March 27th, 1979 My journal entry—sketched in red felt-tip pen—begins with a sequence where a lone vagrant goes drinking in a number of seedy but welcoming taverns between Ponders and downtown Tacoma, Washington. Yes: me. Having earlier dropped off my grades at the college, I was celebrating the beginning of spring break. I had recently acquired a shiny used Corvette (because I had fallen deeply in love with a beautiful woman who came by hers in a divorce) and was cruising to nowhere in particular stopping every few miles to sit at a bar, drink a beer or so, people watch, play country-western on the jukebox, and red pen my thoughts. Maybe come up with something out of the ordinary.
The increasingly scribbled account of that dark damp evening tells the story of my increasing intoxication as the ideas and possibilities for adventure flowed forth with the beer. Sometime after midnight I apparently felt I was sufficiently equipped to drive to SeaTac airport, park the car, walk up to the Continental Airlines desk and ask when the next plane took off. The nice agent lady wisely asked, “To where?” I told her it didn’t matter. I was quite serious. And she sold me a (non-smoking) seat (21F) on a jet (727) leaving for Portland in (25) minutes. It cost 17 dollars. I still have the boarding pass fastened to a page in my journal amid the by then indecipherable scribbled narrative.
This story tells of a young man who was harboring a fear of flying. My last airplane ride was five years previous as I remember. I was returning from a student dental meeting in Atlanta. Since the university was paying for it, I decided to route my return through New Orleans having never been there. I posted a note on the student bulletin board at Georgia Tech and scored a lift to Louisiana which only cost me my share of the gas. And spent two evenings on Bourbon Street—you guessed it—drinking, listening to music, and meeting people just to hear them talk in patois.
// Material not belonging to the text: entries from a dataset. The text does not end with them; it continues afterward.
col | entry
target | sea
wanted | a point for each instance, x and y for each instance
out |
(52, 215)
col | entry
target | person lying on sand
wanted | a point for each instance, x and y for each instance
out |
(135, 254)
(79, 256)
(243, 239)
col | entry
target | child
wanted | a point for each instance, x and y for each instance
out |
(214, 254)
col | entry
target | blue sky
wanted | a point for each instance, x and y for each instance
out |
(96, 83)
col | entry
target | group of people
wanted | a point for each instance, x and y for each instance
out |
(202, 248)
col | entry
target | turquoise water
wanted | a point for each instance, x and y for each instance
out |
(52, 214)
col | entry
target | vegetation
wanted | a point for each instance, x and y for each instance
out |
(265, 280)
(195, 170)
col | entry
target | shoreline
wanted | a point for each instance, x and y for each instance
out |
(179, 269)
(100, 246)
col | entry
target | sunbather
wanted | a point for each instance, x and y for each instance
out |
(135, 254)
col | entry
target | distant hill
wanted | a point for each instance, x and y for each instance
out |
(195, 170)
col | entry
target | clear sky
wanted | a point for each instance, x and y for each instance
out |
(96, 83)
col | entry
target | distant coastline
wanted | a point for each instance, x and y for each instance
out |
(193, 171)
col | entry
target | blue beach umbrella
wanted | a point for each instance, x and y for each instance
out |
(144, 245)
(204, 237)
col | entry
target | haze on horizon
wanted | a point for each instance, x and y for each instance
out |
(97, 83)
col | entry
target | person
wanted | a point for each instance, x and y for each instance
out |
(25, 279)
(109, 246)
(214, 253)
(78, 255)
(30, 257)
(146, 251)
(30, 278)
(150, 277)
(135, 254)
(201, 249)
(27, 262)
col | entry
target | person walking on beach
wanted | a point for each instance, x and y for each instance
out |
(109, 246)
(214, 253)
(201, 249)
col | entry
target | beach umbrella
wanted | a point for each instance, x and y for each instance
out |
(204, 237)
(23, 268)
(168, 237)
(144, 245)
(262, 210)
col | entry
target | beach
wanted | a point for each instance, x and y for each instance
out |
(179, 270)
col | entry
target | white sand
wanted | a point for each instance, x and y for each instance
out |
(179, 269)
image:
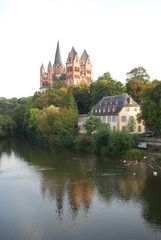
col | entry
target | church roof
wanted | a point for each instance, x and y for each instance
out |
(57, 60)
(49, 64)
(112, 105)
(73, 53)
(84, 56)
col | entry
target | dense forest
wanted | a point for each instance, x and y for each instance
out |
(50, 117)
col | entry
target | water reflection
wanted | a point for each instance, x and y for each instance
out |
(74, 183)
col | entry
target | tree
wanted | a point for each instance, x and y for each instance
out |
(105, 86)
(135, 89)
(83, 98)
(138, 73)
(151, 108)
(92, 124)
(58, 125)
(70, 101)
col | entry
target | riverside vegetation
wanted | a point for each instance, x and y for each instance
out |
(50, 118)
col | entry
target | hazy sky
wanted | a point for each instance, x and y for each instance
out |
(117, 34)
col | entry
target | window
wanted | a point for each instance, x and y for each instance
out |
(103, 119)
(139, 128)
(128, 99)
(114, 118)
(109, 118)
(123, 128)
(131, 118)
(123, 119)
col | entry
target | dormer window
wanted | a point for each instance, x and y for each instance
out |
(128, 100)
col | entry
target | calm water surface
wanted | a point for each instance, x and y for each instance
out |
(46, 195)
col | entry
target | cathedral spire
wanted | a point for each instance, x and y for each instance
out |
(57, 61)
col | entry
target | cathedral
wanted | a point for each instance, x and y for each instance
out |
(77, 70)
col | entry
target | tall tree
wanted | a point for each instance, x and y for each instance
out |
(70, 101)
(105, 86)
(138, 73)
(151, 108)
(83, 98)
(135, 89)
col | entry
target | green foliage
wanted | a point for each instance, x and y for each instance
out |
(101, 141)
(158, 159)
(83, 98)
(151, 108)
(134, 154)
(70, 101)
(92, 124)
(52, 96)
(135, 88)
(138, 73)
(58, 125)
(6, 125)
(105, 86)
(18, 115)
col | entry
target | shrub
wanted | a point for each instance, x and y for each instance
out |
(101, 139)
(158, 159)
(121, 142)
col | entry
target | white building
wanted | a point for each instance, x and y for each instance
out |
(116, 111)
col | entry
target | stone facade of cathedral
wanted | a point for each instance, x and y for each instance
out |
(77, 70)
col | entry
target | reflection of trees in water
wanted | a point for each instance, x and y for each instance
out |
(152, 201)
(69, 179)
(5, 147)
(78, 191)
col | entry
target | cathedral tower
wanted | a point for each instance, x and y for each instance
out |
(72, 68)
(86, 68)
(58, 68)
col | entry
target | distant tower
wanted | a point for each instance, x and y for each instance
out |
(72, 68)
(50, 73)
(58, 68)
(43, 78)
(86, 68)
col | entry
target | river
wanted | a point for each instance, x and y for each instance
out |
(61, 194)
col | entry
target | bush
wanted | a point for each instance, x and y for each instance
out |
(101, 139)
(134, 154)
(158, 159)
(121, 142)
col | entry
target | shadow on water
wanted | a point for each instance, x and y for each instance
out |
(74, 179)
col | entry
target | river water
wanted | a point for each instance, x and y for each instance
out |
(60, 194)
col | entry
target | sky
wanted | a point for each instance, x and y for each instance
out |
(118, 35)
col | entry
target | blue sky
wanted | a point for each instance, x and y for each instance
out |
(118, 36)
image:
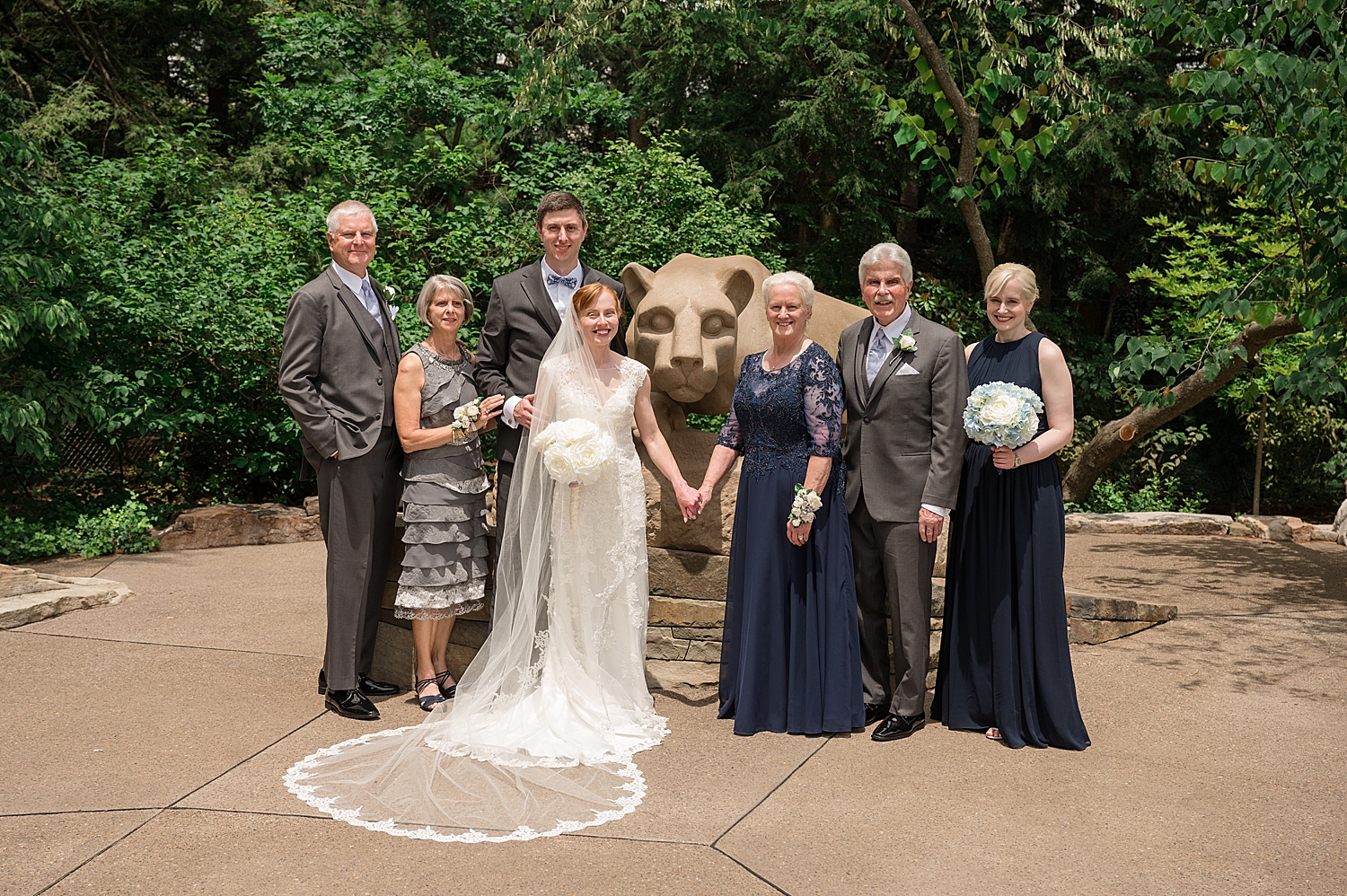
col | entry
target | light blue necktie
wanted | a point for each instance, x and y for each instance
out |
(880, 349)
(366, 298)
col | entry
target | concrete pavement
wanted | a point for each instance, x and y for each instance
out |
(145, 745)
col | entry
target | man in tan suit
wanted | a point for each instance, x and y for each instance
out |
(337, 368)
(905, 384)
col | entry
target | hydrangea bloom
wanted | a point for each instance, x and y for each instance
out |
(1002, 414)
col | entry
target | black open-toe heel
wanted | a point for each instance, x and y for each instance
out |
(430, 701)
(439, 680)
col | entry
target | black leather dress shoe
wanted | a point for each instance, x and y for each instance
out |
(369, 688)
(364, 683)
(896, 726)
(352, 705)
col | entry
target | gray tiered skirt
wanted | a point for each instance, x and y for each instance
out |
(445, 564)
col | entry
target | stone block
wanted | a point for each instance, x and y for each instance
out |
(660, 645)
(69, 594)
(665, 527)
(695, 575)
(711, 634)
(1098, 631)
(1093, 607)
(703, 651)
(1149, 523)
(682, 675)
(686, 612)
(232, 524)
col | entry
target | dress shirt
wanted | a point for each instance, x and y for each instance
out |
(891, 333)
(363, 288)
(560, 296)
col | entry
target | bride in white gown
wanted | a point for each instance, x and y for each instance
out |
(541, 737)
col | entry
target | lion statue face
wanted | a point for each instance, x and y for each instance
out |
(686, 325)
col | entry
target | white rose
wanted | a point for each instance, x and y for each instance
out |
(1002, 409)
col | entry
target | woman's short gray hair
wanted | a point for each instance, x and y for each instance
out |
(886, 253)
(792, 277)
(436, 285)
(345, 209)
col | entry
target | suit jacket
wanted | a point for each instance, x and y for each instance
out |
(904, 434)
(520, 323)
(337, 369)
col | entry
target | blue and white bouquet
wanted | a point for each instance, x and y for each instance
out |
(1002, 414)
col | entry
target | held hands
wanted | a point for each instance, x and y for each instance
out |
(1004, 459)
(689, 502)
(929, 524)
(797, 534)
(524, 409)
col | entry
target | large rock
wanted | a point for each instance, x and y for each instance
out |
(232, 524)
(1150, 523)
(27, 596)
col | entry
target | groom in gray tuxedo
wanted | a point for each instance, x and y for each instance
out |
(523, 315)
(905, 384)
(337, 368)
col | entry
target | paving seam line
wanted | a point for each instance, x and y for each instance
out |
(175, 804)
(123, 640)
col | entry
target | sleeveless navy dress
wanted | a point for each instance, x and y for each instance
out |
(1004, 655)
(791, 654)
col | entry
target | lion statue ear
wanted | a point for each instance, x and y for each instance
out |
(737, 282)
(638, 279)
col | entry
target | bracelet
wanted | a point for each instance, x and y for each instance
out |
(805, 505)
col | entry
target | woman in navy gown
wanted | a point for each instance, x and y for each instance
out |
(1005, 664)
(791, 656)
Connecting through LAX, I changed planes and found a window seat in a brand new 747 that was about 30% full.
The reason for my flight anxiety these years later is unknown. I speculate it arose from my uptight and demonstrative mother and brother and their clear distaste for air travel on several family vacations in the fifties and sixties. Just as likely it was only a lost familiarity with the concept of riding in a fragile aluminum tube five miles overhead. Either way, I found a helpful solution on this evening to help me face my fears as the plane took 45 minutes to take off and land without even leveling off. And I was cured.
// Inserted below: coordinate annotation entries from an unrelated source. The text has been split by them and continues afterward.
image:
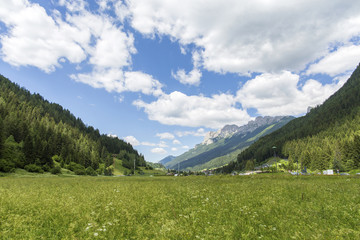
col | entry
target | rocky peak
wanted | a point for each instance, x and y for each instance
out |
(230, 130)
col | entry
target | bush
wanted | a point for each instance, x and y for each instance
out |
(56, 170)
(90, 171)
(80, 171)
(6, 166)
(34, 168)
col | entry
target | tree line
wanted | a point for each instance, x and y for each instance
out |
(325, 137)
(38, 136)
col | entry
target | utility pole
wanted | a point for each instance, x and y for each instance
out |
(275, 158)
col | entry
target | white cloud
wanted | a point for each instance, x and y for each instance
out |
(37, 39)
(344, 60)
(112, 135)
(158, 151)
(149, 144)
(279, 94)
(194, 111)
(73, 5)
(132, 140)
(114, 79)
(46, 41)
(250, 36)
(192, 78)
(165, 135)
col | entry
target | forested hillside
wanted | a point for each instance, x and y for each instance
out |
(38, 135)
(224, 150)
(327, 137)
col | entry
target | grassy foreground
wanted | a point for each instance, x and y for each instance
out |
(197, 207)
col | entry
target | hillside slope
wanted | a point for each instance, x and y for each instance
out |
(224, 144)
(334, 124)
(36, 132)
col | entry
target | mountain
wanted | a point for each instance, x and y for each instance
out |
(166, 159)
(326, 137)
(222, 146)
(38, 135)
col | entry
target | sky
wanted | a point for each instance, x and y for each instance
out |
(160, 74)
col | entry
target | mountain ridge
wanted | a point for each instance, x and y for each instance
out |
(333, 123)
(225, 142)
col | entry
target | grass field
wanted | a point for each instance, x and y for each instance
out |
(196, 207)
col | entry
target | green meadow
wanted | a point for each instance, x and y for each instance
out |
(194, 207)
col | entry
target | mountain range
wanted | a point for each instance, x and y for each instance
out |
(221, 147)
(326, 137)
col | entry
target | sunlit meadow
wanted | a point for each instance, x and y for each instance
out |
(196, 207)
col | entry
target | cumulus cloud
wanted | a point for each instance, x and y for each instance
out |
(177, 108)
(45, 41)
(279, 94)
(250, 36)
(36, 39)
(343, 60)
(132, 140)
(165, 135)
(192, 78)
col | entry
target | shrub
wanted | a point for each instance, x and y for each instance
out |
(56, 170)
(90, 171)
(34, 168)
(80, 171)
(6, 166)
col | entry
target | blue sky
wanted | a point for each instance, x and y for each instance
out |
(160, 74)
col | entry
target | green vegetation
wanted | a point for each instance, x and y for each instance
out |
(195, 207)
(43, 137)
(327, 137)
(222, 151)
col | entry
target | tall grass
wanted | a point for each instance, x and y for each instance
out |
(196, 207)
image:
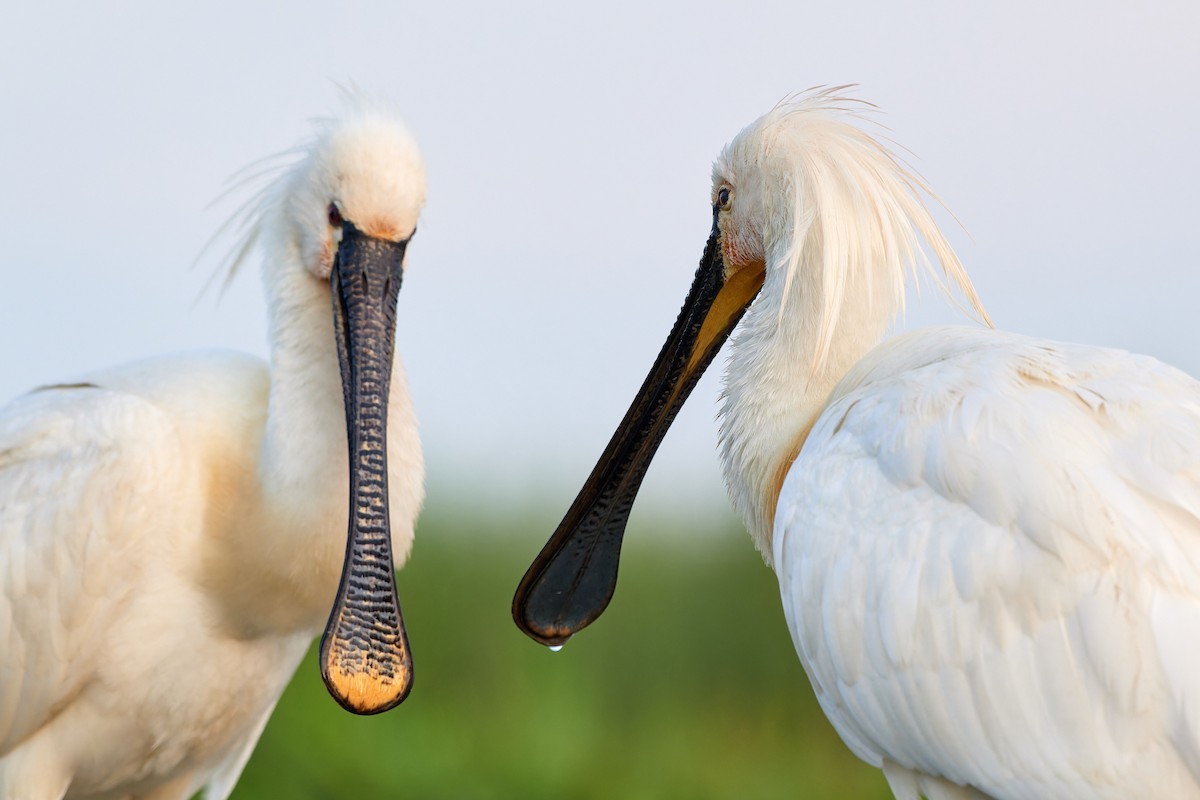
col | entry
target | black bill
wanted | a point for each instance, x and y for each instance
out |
(365, 660)
(573, 579)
It was 2:30 a.m. when I told the sleepy-eyed taxi driver—and I remember this quite clearly—to “drive me to the cheapest hotel he knew near the Portland railroad station.” A total dive! It was just perfect! My diary reports checking in with a duffel bag, a half empty quart bottle of Olympia Beer, a ten dollar bill (from which I was given change), and making long distance phone calls to a couple girlfriends back home to tell them I was alright. They knew better though. As if they cared.
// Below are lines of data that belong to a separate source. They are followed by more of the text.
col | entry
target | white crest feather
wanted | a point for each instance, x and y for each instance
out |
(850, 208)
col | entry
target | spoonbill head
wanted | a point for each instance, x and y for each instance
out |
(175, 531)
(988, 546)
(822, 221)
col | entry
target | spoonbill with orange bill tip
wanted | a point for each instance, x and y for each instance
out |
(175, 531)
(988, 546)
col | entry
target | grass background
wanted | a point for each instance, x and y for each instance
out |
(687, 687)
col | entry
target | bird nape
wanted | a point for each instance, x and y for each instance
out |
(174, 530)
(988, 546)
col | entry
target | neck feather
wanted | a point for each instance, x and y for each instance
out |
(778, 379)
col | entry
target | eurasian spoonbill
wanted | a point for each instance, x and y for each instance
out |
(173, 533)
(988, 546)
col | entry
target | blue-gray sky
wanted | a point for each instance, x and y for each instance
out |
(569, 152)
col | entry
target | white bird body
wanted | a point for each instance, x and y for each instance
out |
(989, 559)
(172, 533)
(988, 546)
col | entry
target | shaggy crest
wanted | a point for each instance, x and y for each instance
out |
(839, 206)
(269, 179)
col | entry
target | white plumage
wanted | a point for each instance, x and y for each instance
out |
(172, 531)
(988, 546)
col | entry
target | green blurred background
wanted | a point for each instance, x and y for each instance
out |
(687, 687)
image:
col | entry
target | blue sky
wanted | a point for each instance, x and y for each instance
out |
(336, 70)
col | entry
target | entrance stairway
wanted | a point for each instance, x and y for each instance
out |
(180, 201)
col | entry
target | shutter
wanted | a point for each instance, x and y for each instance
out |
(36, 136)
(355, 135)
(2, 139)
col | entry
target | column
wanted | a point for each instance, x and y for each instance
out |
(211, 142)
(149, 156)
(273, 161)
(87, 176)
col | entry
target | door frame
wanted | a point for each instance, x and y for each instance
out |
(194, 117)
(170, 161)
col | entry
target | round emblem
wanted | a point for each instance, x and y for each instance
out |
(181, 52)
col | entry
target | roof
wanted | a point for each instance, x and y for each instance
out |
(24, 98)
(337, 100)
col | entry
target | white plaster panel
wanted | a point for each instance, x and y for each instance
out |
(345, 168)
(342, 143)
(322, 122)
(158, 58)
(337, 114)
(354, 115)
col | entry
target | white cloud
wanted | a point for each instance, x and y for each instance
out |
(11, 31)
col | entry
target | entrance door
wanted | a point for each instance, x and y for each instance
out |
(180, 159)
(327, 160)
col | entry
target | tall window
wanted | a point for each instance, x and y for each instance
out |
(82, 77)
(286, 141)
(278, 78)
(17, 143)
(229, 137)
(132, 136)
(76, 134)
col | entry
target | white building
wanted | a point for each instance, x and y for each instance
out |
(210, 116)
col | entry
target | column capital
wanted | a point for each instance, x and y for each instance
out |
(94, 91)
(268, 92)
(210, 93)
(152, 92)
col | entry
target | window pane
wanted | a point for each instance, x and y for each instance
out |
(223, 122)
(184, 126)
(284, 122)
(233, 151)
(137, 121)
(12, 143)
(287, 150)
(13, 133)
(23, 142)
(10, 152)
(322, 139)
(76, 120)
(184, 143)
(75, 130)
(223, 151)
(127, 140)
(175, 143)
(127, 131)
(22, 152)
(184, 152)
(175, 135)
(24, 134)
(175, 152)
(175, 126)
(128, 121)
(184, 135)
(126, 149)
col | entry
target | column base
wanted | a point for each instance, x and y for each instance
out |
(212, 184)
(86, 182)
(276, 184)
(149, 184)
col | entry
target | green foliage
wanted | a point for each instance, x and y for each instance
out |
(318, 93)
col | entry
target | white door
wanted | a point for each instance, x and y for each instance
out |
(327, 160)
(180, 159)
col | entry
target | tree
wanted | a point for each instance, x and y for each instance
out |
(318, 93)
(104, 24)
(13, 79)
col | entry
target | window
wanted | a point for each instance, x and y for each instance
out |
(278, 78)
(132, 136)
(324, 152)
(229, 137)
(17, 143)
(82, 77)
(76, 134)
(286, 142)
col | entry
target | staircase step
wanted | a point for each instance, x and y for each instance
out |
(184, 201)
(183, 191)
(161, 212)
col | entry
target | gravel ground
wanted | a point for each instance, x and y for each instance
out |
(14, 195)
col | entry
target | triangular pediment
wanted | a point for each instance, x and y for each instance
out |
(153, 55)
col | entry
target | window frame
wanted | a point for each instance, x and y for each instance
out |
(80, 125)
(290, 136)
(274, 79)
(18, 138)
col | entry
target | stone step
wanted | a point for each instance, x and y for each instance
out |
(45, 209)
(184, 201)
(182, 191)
The next day I rambled the scruffy backside of Portland with my fellow streetwalkers and paper bag-toting ‘outdoorsmen.’ I laid out three bucks for a multi-colored tweedy sport jacket at St. Vincent de Paul and just kind of ambled along smoking a cigar, smiling a wtf smile, and handing out carnations that some poor waif was selling on the sidewalk and a few dollar bills when the carnations ran out just to be annoying. It was kinda like I was exploring the bottom so in the future I would know when I hit it. At 2:30 the Amtrak arrived to roll me to Tacoma. I don’t remember how I got from Tacoma to the airport parking lot. But on the drive home (or to wherever I went) I’m sure I thought about how much I now love to fly. And how fortunate last night’s “next flight out” wasn’t a red-eye to Cleveland.